McHenry OKs salon liquor license request, car wash request removed from agenda

Fast Eddie’s request removed from agenda

Mayor Wayne Jett (left) and city attorney David McArdle discuss an agenda item during a McHenry City Council meeting April 15 in McHenry.
Mayor Wayne Jett (left) and city attorney David McArdle discuss an agenda item during a McHenry City Council meeting April 15 in McHenry.

The McHenry City Council approved a liquor license request from a hair salon Monday but removed a car wash’s liquor license request from the agenda.

Kim and Joe Doherty, who own Fast Eddie’s Car Wash and Detail Center, had originally requested a liquor license for its facility at 2150 N. Richmond Road. The two planned to add video gambling to the business as well if it had been approved.

The Dohertys made a similar request in 2018, but the matter never made it before City Council.

Mayor Wayne Jett removed the liquor license and video gambling license requests from Monday’s agenda at the request of the Dohertys, he said. The business likely didn’t meet the requirements for the license they were requesting, according to city documents.

Joe Doherty said Tuesday that the family had been out of town and unable to attend the meeting.

He said he wasn’t sure if they would continue to pursue the licenses.

“It is postponed indefinitely,” he said.

Council members also debated a request by salon owner Val Ziebel. Ziebel originally wanted a full liquor license but isn’t eligible because the primary component of her business isn’t food or alcohol sales.

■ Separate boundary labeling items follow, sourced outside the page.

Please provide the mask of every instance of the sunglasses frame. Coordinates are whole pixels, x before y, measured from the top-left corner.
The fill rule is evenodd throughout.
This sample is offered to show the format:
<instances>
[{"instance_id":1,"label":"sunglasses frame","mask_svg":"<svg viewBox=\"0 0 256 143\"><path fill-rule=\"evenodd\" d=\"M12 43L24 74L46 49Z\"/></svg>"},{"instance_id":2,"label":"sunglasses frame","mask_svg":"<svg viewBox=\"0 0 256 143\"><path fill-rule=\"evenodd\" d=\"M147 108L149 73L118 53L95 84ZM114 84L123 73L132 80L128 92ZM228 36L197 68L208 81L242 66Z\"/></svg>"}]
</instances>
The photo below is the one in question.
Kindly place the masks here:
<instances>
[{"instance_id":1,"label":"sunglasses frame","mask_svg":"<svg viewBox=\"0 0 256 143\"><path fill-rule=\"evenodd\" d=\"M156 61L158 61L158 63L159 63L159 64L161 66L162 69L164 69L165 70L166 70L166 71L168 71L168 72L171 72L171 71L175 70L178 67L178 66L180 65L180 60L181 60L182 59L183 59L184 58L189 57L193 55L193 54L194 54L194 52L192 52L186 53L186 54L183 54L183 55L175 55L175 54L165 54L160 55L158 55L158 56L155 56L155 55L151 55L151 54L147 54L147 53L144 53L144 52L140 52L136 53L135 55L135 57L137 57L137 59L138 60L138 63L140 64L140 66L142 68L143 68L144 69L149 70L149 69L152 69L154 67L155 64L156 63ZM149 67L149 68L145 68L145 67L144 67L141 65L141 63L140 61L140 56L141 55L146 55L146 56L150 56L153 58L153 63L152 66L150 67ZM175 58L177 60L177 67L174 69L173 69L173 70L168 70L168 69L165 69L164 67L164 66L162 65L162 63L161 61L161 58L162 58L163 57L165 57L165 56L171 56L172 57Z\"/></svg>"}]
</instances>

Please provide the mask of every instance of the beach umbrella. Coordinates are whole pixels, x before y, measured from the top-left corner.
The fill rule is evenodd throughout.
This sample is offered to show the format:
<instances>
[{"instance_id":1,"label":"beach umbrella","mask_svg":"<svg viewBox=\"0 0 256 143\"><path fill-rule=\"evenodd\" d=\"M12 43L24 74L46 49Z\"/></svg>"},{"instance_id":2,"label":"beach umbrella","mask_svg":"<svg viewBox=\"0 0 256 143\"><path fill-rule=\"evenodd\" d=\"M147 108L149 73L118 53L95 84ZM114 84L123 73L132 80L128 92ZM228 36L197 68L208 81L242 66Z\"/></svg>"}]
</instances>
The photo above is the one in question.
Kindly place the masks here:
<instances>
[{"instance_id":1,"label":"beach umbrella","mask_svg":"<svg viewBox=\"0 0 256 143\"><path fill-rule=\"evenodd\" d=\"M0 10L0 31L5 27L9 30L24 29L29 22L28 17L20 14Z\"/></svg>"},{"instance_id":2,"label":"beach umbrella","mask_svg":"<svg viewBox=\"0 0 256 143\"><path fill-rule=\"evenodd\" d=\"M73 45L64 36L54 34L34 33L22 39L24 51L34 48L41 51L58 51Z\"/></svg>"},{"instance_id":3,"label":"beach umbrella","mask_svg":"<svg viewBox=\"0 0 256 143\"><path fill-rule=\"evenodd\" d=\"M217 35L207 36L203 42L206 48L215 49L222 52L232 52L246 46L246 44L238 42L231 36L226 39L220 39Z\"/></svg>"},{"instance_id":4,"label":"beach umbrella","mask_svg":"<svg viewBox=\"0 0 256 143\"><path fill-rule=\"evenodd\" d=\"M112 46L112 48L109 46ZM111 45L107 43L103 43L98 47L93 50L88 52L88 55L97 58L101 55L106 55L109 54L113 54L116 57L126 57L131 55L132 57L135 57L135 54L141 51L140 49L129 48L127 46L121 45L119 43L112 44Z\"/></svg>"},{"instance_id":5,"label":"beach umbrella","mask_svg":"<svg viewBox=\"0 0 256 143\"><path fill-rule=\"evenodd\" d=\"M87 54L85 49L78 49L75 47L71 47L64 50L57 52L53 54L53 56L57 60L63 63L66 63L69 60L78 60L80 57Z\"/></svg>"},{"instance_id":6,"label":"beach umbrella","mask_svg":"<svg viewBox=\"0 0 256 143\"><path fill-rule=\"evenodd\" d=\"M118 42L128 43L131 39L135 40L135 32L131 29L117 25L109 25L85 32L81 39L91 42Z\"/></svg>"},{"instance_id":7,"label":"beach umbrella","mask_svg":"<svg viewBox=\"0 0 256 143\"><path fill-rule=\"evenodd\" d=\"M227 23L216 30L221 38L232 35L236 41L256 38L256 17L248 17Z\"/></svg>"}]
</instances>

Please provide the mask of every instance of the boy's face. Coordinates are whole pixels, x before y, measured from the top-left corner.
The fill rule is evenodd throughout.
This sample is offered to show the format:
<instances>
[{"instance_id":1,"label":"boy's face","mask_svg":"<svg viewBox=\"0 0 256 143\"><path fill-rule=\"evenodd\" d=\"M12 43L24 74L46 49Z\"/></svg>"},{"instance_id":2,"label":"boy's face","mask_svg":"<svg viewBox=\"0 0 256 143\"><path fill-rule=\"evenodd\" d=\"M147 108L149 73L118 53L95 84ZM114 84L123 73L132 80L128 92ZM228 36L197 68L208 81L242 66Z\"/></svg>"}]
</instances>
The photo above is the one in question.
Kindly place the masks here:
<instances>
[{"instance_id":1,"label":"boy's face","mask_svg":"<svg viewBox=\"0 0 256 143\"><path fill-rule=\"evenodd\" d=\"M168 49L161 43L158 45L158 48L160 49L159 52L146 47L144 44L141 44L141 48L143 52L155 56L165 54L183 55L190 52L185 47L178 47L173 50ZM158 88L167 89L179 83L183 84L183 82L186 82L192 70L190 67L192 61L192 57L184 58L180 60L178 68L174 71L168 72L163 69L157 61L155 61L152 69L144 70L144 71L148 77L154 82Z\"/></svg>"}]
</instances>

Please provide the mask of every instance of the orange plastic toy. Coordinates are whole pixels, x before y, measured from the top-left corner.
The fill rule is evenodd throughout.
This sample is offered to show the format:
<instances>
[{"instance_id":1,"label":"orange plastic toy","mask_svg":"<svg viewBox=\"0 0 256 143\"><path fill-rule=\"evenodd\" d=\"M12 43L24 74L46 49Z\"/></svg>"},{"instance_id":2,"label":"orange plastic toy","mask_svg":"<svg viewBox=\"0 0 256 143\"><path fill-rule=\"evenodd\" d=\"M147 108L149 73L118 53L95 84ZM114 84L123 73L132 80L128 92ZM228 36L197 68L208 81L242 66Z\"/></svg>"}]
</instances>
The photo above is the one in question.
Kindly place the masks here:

City Council voted to approve a personal care establishment liquor license for Valerie’s Salon instead after debate on whether to expand or change the rules to allow her to sell alcohol rather than offer it as part of a service package.

McHenry’s personal care liquor licenses allow spa and salon businesses to offer alcohol to clients at no cost. The businesses can only serve wine and beer, not hard liquor. No more than two drinks – 12 ounces of beer or 4 ounces of wine – can be served per customer, under the ordinance.

Ziebel said it was cost prohibitive to offer alcohol for free, particularly because she would need to pay the city and health department fees associated with a liquor license and buy a commercial dishwasher if she were to use glasses instead of plastic cups for the drinks.

“I would like the license you are offering, but it’s not good for business,” she said.

She said that she isn’t interested in bringing video gambling to the salon.

City Council ultimately decided not to move forward with any alteration of the personal care establishment license, or creation of another license that would accommodate Ziebel’s requests.

“I think we have gone about as far as we can go,” Ward 5 Alderman Chad Mihevc said.

Ward 1 Alderman VIctor Santi said he would like to see how things go before changing anything.

“Lets get the ball rolling, see how it goes and keep the door open for discussion in the near future,” Santi said.